45-Jähriger sitzt im Gefängnis

Mordversuch: War B. B. zurechnungsfähig?

Mittwoch, 08. Juli 2015 | 12:00 Uhr

Meran – In Meran wurden am Montagvormittag dem 45-jährigen B. B. wegen Mordversuchs an seiner Ehefrau die Handschellen angelegt.

Das Ehepaar lebt seit einigen Wochen getrennt. Die Frau hat sich Medienberichten zufolge wegen wiederholter häuslicher Gewalt an die Ordnungskräfte gewandt und war seitdem mit ihren vier Kindern im Meraner Frauenhaus untergebracht.

Mit dieser Tatsache wollte sich der Mann offenbar nicht abfinden: Angeblich passte der Kosovare seine Frau, die mit dem Fahrrad unterwegs war, ab und fuhr sie mit seinem Auto an. Dabei wurde sie auf die Motorhaube und Windschutzscheibe geschleudert, die dabei zu Bruch ging.

Als die Frau auf dem Boden lag, schlug er noch minutenlang auf sie ein. Dabei sollen ihm folgende Worte über die Lippen gekommen sein: „Wenn ich eine Pistole hätte, würde ich dich erschießen.“ Schließlich wurde er von Anwohnern überwältigt.

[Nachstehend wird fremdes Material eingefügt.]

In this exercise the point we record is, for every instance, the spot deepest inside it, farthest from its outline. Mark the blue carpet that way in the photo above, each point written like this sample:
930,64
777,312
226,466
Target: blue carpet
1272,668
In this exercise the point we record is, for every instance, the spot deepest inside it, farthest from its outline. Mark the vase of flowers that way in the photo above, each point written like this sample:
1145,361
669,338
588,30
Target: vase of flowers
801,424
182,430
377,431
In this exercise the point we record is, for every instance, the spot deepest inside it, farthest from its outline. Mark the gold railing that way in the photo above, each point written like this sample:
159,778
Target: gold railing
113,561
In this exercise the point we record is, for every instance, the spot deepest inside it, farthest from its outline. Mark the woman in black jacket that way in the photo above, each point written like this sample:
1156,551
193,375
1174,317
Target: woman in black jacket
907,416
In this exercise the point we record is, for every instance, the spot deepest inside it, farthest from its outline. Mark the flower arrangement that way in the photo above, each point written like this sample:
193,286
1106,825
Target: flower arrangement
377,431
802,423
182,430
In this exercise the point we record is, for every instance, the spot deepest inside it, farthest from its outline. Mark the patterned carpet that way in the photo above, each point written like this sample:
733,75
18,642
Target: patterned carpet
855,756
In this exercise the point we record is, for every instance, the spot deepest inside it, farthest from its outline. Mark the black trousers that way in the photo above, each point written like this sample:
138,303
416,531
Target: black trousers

Frau noch am Abend aus dem Spital entlassen

Glücklicherweise wurde die Mutter nicht schwer verletzt. Die alarmierten Rettungskräfte versorgten sie und brachten sie für weitere Kontrollen ins Krankenhaus. Noch am Montagabend konnte sie entlassen werden. Die Ärzte haben für ihre erlittenen Verletzungen eine Heilungsdauer von drei Wochen angegeben.

Termin vor dem U-Richter

Ihr Mann wurde hingegen von den Carabinieri wegen Mordversuchs festgenommen und ins Gefängnis überstellt. Jetzt gilt es zu klären, ob der Mann bei vollem Bewusstsein gehandelt hat oder die Tat die Folge eines Raptus war.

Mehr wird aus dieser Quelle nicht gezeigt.